In any part of the world, falling in love is an act that is tender and soft but in India, it is a rebellion. To love in India without care about its social structures is brave. I wish India becomes a country of those who are brave.
-Gurmehar Kaur, The Young and Restless
Love is possibly one expression which represents so many things, from sentimental Bollywood representations to an abstract religious symbolism, that it is absolutely impossible to explain it. It is a paradox. Describing love is indescribable.
But in India, love is an extremely rigid institution that requires individuals to operate within the confines of the same class, religion, caste and community.
While the poets, philosophers and thinkers relentlessly languished in their search to understand and find love, we are drawing lines to find a bond worth seven lifetimes. It seems more like a financial bond transaction than an act as complex as love. Given the circumstances, is it really possible to love? Love; that is limitless and unbounded, can it be predefined and limited? This is a reflection on the absolute impossibility to love in India without going against its socio-cultural fabric.
In The God of Small Things, Arundhati Roy mentions the Love Laws: “the laws that lay down who should be loved, and how. And how much”.
Ammu (an upper caste Syrian Christian) and Velutha (lower caste Paravan) break these love laws and are punished for this transgression. Despite their suffering, they succeed in subduing the social structures that confine love within the sociocultural exegesis. As the Uttar Pradesh Cabinet has cleared a draft ordinance against love jihad, there is a sense that these love laws which Roy refers to in her novel are no more being laid silently but loudly with state backing and legal enforcements. And just like Ammu and Velutha, anyone who dares to love will be punished.
This makes one ponder over why the state is so hell-bent upon regulating and controlling something as tender and personal as love. The famous Big Brother in George Orwell’s classic dystopia of 1984 sees love as a form of resilience that threatens its totalitarian regime. Any kind of individual emotion is thus a divergence from enabling this monolithic structure. Through its control of marriages and sexual mores, the Big Brother wields the power to control people’s loyalties towards itself.
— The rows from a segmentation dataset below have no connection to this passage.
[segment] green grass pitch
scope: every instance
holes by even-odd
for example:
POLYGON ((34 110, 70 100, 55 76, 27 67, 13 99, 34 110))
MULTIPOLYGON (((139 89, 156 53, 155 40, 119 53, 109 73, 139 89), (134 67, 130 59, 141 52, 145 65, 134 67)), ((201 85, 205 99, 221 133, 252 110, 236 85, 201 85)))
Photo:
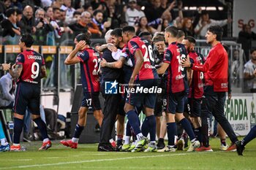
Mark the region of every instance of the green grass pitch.
MULTIPOLYGON (((227 139, 227 141, 229 141, 227 139)), ((24 152, 0 152, 1 169, 256 169, 256 140, 246 147, 244 156, 219 150, 219 139, 211 139, 213 152, 105 152, 97 144, 79 144, 73 150, 58 142, 47 151, 41 142, 23 143, 24 152)))

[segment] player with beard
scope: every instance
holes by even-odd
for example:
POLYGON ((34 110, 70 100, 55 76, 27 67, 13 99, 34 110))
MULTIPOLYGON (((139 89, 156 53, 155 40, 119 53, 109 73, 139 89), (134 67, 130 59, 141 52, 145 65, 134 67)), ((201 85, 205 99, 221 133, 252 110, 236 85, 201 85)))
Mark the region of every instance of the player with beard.
POLYGON ((205 72, 205 98, 203 98, 201 110, 203 146, 197 148, 196 151, 212 151, 209 144, 210 114, 213 114, 233 142, 227 150, 236 149, 235 143, 238 139, 224 115, 226 92, 228 90, 228 58, 226 50, 219 42, 222 34, 223 29, 219 26, 212 26, 208 28, 206 42, 212 48, 203 65, 191 63, 189 57, 181 62, 183 67, 190 67, 194 71, 205 72))

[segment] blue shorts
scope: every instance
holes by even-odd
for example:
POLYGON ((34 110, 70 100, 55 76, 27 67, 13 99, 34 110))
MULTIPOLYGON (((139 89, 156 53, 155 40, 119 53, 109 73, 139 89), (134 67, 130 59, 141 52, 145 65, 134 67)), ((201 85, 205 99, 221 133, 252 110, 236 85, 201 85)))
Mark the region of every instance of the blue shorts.
POLYGON ((157 117, 161 117, 162 112, 162 106, 164 103, 163 94, 157 94, 156 104, 154 106, 154 115, 157 117))
POLYGON ((27 108, 33 115, 40 115, 41 88, 38 84, 20 82, 17 85, 13 112, 24 115, 27 108))
POLYGON ((184 111, 185 91, 169 93, 166 96, 166 102, 164 102, 165 111, 167 113, 183 113, 184 111))
MULTIPOLYGON (((135 86, 135 89, 142 88, 143 89, 157 87, 158 79, 151 79, 145 80, 138 80, 135 84, 139 85, 135 86)), ((155 92, 155 91, 154 91, 155 92)), ((126 102, 133 107, 146 107, 154 109, 157 99, 157 93, 129 93, 127 94, 126 102)))
POLYGON ((101 109, 99 95, 99 92, 83 92, 81 107, 88 107, 92 111, 101 109))
POLYGON ((187 98, 187 110, 190 117, 200 117, 202 98, 187 98))

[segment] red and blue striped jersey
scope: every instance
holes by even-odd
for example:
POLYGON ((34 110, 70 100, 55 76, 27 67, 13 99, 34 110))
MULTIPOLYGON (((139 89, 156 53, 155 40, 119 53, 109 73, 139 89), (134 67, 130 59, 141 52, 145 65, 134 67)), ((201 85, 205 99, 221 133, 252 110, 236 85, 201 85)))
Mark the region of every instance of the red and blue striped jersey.
POLYGON ((41 67, 45 66, 44 58, 32 50, 26 50, 18 55, 16 64, 21 64, 23 70, 17 82, 40 84, 41 67))
POLYGON ((99 91, 98 74, 99 53, 92 48, 86 48, 78 55, 80 59, 81 81, 85 92, 99 91))
POLYGON ((187 80, 186 69, 181 66, 181 61, 186 58, 187 50, 181 44, 171 43, 165 50, 164 63, 169 63, 167 77, 167 93, 178 93, 186 90, 187 80))
POLYGON ((131 58, 133 66, 136 63, 136 58, 135 58, 135 52, 140 50, 143 55, 143 64, 135 80, 143 80, 159 78, 154 66, 154 58, 151 45, 146 39, 135 36, 129 41, 127 47, 128 49, 124 48, 124 50, 126 49, 128 50, 128 57, 131 58))
MULTIPOLYGON (((190 61, 195 64, 203 65, 203 57, 195 51, 189 53, 190 61)), ((189 98, 200 98, 203 95, 203 72, 193 71, 192 80, 189 86, 189 98)))

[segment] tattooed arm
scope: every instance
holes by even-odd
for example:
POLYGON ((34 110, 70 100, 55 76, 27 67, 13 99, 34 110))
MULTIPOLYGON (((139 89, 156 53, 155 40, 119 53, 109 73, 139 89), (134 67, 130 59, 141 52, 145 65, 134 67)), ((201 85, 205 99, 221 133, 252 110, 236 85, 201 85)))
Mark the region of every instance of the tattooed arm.
POLYGON ((46 77, 47 77, 46 67, 45 67, 45 66, 41 66, 41 78, 44 78, 46 77))
POLYGON ((125 58, 121 57, 118 61, 108 63, 104 58, 103 61, 101 61, 100 64, 102 67, 109 67, 112 69, 120 69, 122 68, 124 63, 125 62, 125 58))
POLYGON ((12 74, 13 77, 18 78, 23 69, 23 66, 21 64, 14 64, 12 66, 12 74))

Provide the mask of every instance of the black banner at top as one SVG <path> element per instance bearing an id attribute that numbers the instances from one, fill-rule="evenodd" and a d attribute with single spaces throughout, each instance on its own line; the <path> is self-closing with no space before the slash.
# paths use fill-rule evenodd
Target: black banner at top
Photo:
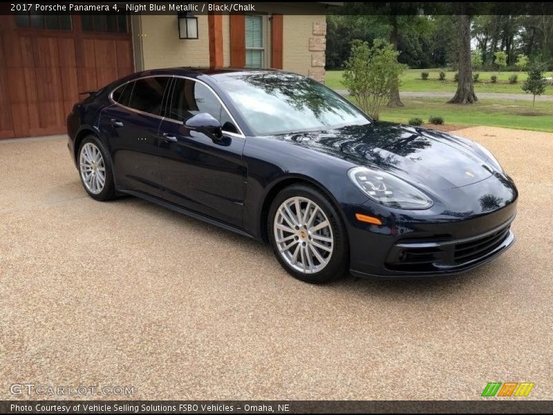
<path id="1" fill-rule="evenodd" d="M 0 14 L 192 15 L 263 12 L 270 2 L 248 1 L 9 1 Z M 279 1 L 272 8 L 285 15 L 553 15 L 551 1 Z"/>

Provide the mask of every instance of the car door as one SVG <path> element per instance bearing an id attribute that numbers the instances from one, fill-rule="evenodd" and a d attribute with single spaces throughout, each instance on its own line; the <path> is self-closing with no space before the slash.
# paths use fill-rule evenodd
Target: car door
<path id="1" fill-rule="evenodd" d="M 246 166 L 245 142 L 219 98 L 205 84 L 175 77 L 160 129 L 163 197 L 196 212 L 241 227 Z M 223 136 L 212 137 L 184 124 L 199 113 L 219 120 Z"/>
<path id="2" fill-rule="evenodd" d="M 149 77 L 115 90 L 115 102 L 104 109 L 100 128 L 110 138 L 115 184 L 157 197 L 162 196 L 159 128 L 170 77 Z"/>

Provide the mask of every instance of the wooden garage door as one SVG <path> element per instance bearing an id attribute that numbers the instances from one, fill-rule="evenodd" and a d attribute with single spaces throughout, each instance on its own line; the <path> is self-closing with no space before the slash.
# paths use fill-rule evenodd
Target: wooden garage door
<path id="1" fill-rule="evenodd" d="M 130 33 L 17 27 L 0 16 L 0 138 L 57 134 L 82 99 L 133 71 Z M 129 30 L 130 31 L 130 30 Z"/>

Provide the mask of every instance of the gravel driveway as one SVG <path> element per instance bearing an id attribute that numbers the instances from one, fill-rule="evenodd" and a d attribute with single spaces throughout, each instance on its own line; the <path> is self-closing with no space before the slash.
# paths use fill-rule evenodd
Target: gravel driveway
<path id="1" fill-rule="evenodd" d="M 553 399 L 553 134 L 456 133 L 516 182 L 515 246 L 459 277 L 323 286 L 245 238 L 135 198 L 94 201 L 64 138 L 0 141 L 0 398 L 30 382 L 144 399 L 461 400 L 528 381 L 529 398 Z"/>

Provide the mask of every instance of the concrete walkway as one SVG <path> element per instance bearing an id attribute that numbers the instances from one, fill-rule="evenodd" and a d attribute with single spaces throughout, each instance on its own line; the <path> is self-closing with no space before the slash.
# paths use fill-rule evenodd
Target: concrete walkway
<path id="1" fill-rule="evenodd" d="M 336 89 L 336 92 L 342 96 L 348 96 L 349 93 L 345 89 Z M 400 92 L 402 98 L 451 98 L 455 92 Z M 532 95 L 529 93 L 501 93 L 497 92 L 482 92 L 476 93 L 476 97 L 487 100 L 510 100 L 519 101 L 532 101 Z M 536 102 L 553 101 L 553 95 L 543 95 L 536 97 Z"/>

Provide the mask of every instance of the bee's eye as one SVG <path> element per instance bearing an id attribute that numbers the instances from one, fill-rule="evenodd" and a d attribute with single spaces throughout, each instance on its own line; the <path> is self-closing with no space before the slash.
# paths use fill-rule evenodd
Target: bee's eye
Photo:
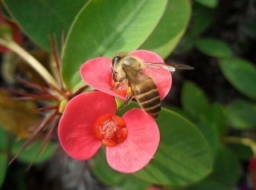
<path id="1" fill-rule="evenodd" d="M 112 66 L 114 66 L 114 65 L 116 63 L 116 62 L 118 62 L 121 59 L 121 57 L 120 56 L 116 56 L 114 57 L 113 59 L 112 59 Z"/>

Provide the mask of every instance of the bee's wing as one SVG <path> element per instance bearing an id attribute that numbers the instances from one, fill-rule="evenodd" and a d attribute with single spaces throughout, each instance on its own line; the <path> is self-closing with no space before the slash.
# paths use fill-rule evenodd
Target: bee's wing
<path id="1" fill-rule="evenodd" d="M 177 64 L 177 63 L 150 63 L 146 62 L 146 66 L 147 68 L 152 69 L 163 69 L 168 70 L 171 73 L 174 73 L 176 69 L 194 69 L 194 67 L 182 65 L 182 64 Z"/>

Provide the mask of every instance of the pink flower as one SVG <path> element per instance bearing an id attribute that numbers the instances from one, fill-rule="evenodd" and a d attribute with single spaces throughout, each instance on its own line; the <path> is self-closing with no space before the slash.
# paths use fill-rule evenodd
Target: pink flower
<path id="1" fill-rule="evenodd" d="M 148 50 L 135 50 L 129 55 L 137 57 L 144 62 L 164 63 L 164 61 L 155 53 Z M 94 89 L 106 93 L 122 100 L 126 100 L 126 89 L 113 91 L 112 83 L 112 60 L 101 57 L 93 58 L 85 62 L 81 69 L 80 74 L 82 80 Z M 163 69 L 146 68 L 145 74 L 150 77 L 158 86 L 160 99 L 162 100 L 169 93 L 171 86 L 170 73 Z M 121 86 L 122 88 L 122 86 Z"/>
<path id="2" fill-rule="evenodd" d="M 113 97 L 94 91 L 71 99 L 58 125 L 58 137 L 72 158 L 86 160 L 106 145 L 106 160 L 114 169 L 134 172 L 152 159 L 159 144 L 154 120 L 140 109 L 116 116 Z"/>

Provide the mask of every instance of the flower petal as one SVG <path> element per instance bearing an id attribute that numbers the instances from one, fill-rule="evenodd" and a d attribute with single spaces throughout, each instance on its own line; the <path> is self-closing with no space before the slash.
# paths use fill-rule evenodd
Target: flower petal
<path id="1" fill-rule="evenodd" d="M 135 50 L 130 53 L 130 55 L 141 58 L 146 63 L 164 63 L 164 61 L 157 53 L 148 50 Z M 146 68 L 145 73 L 150 77 L 158 86 L 160 98 L 162 100 L 169 93 L 172 77 L 169 71 L 164 69 Z"/>
<path id="2" fill-rule="evenodd" d="M 121 172 L 135 172 L 145 167 L 156 152 L 160 134 L 154 120 L 140 109 L 122 117 L 128 129 L 127 139 L 114 147 L 106 147 L 106 160 Z"/>
<path id="3" fill-rule="evenodd" d="M 58 125 L 58 138 L 65 152 L 77 160 L 93 156 L 102 144 L 94 134 L 97 119 L 115 113 L 114 99 L 101 92 L 84 93 L 71 99 Z"/>
<path id="4" fill-rule="evenodd" d="M 108 57 L 96 57 L 85 62 L 80 68 L 82 80 L 90 86 L 107 94 L 126 100 L 110 89 L 112 81 L 111 59 Z"/>

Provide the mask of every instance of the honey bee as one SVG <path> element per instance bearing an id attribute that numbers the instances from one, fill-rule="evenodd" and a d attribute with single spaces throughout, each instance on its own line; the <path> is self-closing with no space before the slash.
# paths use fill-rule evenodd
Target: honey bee
<path id="1" fill-rule="evenodd" d="M 161 111 L 159 92 L 153 79 L 144 73 L 146 67 L 162 68 L 171 73 L 174 73 L 176 69 L 193 69 L 194 68 L 180 64 L 146 63 L 140 58 L 130 56 L 124 52 L 118 53 L 112 59 L 112 79 L 115 83 L 114 90 L 118 89 L 122 82 L 126 87 L 127 95 L 124 105 L 128 105 L 134 98 L 143 110 L 157 118 Z"/>

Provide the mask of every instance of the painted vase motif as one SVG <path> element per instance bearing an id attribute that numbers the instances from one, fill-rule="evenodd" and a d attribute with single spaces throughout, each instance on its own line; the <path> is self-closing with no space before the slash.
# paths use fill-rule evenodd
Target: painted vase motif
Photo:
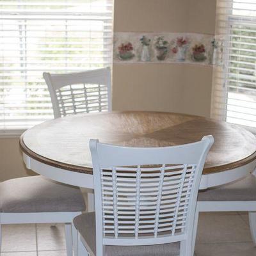
<path id="1" fill-rule="evenodd" d="M 122 44 L 118 47 L 118 57 L 121 60 L 129 60 L 134 57 L 133 46 L 131 43 Z"/>
<path id="2" fill-rule="evenodd" d="M 141 61 L 150 61 L 150 53 L 149 51 L 149 45 L 150 44 L 151 40 L 147 38 L 145 36 L 143 36 L 140 39 L 140 40 L 142 44 L 142 50 L 140 56 L 140 60 Z"/>
<path id="3" fill-rule="evenodd" d="M 157 56 L 156 58 L 158 60 L 164 60 L 167 57 L 168 48 L 166 47 L 157 48 Z"/>
<path id="4" fill-rule="evenodd" d="M 149 48 L 148 45 L 143 45 L 142 47 L 141 56 L 140 58 L 141 61 L 150 61 L 150 54 L 149 53 Z"/>
<path id="5" fill-rule="evenodd" d="M 172 51 L 176 54 L 176 60 L 178 61 L 185 61 L 188 44 L 188 38 L 180 36 L 176 39 L 175 47 L 172 49 Z"/>
<path id="6" fill-rule="evenodd" d="M 159 36 L 156 40 L 155 47 L 156 58 L 158 60 L 164 60 L 168 53 L 168 42 L 164 40 L 163 36 Z"/>
<path id="7" fill-rule="evenodd" d="M 181 46 L 178 47 L 178 51 L 177 52 L 177 60 L 179 61 L 185 61 L 187 49 L 187 46 Z"/>
<path id="8" fill-rule="evenodd" d="M 196 44 L 193 47 L 193 59 L 195 61 L 204 61 L 207 59 L 205 56 L 205 48 L 204 44 Z"/>

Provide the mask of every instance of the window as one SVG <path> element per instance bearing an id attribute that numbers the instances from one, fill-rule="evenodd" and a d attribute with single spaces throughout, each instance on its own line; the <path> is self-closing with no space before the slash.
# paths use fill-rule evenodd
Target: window
<path id="1" fill-rule="evenodd" d="M 217 10 L 224 67 L 214 72 L 212 115 L 256 127 L 256 1 L 219 0 Z"/>
<path id="2" fill-rule="evenodd" d="M 0 133 L 53 118 L 43 72 L 109 66 L 113 0 L 1 0 Z"/>

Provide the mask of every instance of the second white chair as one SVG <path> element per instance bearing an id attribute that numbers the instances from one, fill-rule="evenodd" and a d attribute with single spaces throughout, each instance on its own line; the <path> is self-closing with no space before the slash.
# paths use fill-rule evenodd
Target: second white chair
<path id="1" fill-rule="evenodd" d="M 110 68 L 76 73 L 45 72 L 54 118 L 84 112 L 111 111 Z"/>

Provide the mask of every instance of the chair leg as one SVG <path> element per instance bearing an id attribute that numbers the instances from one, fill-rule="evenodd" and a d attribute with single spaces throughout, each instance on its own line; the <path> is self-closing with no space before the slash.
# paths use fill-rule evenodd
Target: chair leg
<path id="1" fill-rule="evenodd" d="M 256 212 L 249 212 L 248 215 L 252 239 L 254 244 L 256 245 Z"/>
<path id="2" fill-rule="evenodd" d="M 198 217 L 199 217 L 199 211 L 198 206 L 196 207 L 196 212 L 195 213 L 194 218 L 194 224 L 193 227 L 193 233 L 192 233 L 192 241 L 191 241 L 191 255 L 193 255 L 195 253 L 195 246 L 196 244 L 196 232 L 197 232 L 197 225 L 198 223 Z"/>
<path id="3" fill-rule="evenodd" d="M 71 225 L 71 227 L 72 232 L 73 253 L 74 256 L 77 256 L 78 231 L 74 225 L 73 222 Z"/>
<path id="4" fill-rule="evenodd" d="M 2 250 L 2 225 L 0 224 L 0 255 Z"/>
<path id="5" fill-rule="evenodd" d="M 87 211 L 88 212 L 94 212 L 95 211 L 94 205 L 94 193 L 87 193 Z"/>
<path id="6" fill-rule="evenodd" d="M 71 223 L 65 223 L 65 235 L 66 238 L 67 255 L 72 256 L 72 237 Z"/>
<path id="7" fill-rule="evenodd" d="M 80 236 L 80 234 L 79 234 L 77 240 L 77 256 L 88 256 L 89 253 L 87 252 L 86 248 L 83 244 Z"/>

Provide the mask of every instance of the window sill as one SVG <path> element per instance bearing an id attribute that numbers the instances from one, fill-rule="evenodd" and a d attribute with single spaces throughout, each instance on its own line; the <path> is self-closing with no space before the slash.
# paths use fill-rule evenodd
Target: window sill
<path id="1" fill-rule="evenodd" d="M 0 130 L 0 139 L 20 138 L 26 129 L 19 130 Z"/>

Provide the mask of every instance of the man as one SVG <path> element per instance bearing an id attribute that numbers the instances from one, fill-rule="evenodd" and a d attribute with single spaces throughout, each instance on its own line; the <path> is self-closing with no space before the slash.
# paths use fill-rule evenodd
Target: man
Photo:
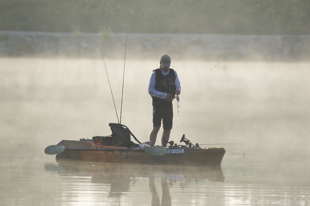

Love in itself is a rebellion. When Julia passes a love note to Winston, it is the first sign of rebellion against the Big Brother. The reason why those in power wish to confine it is that love is the only possible way to dismantle a loveless state that operates on hate and bigotry. Love threatens the very foundation of this hegemonic social organisation. In these difficult times, to love is not only a personal choice but a radical act to subdue the structures that otherwise intend to limit us. If individual freedom and choice are the end-goals, crossing lines by breaking the love laws in love is the only way to make that possible.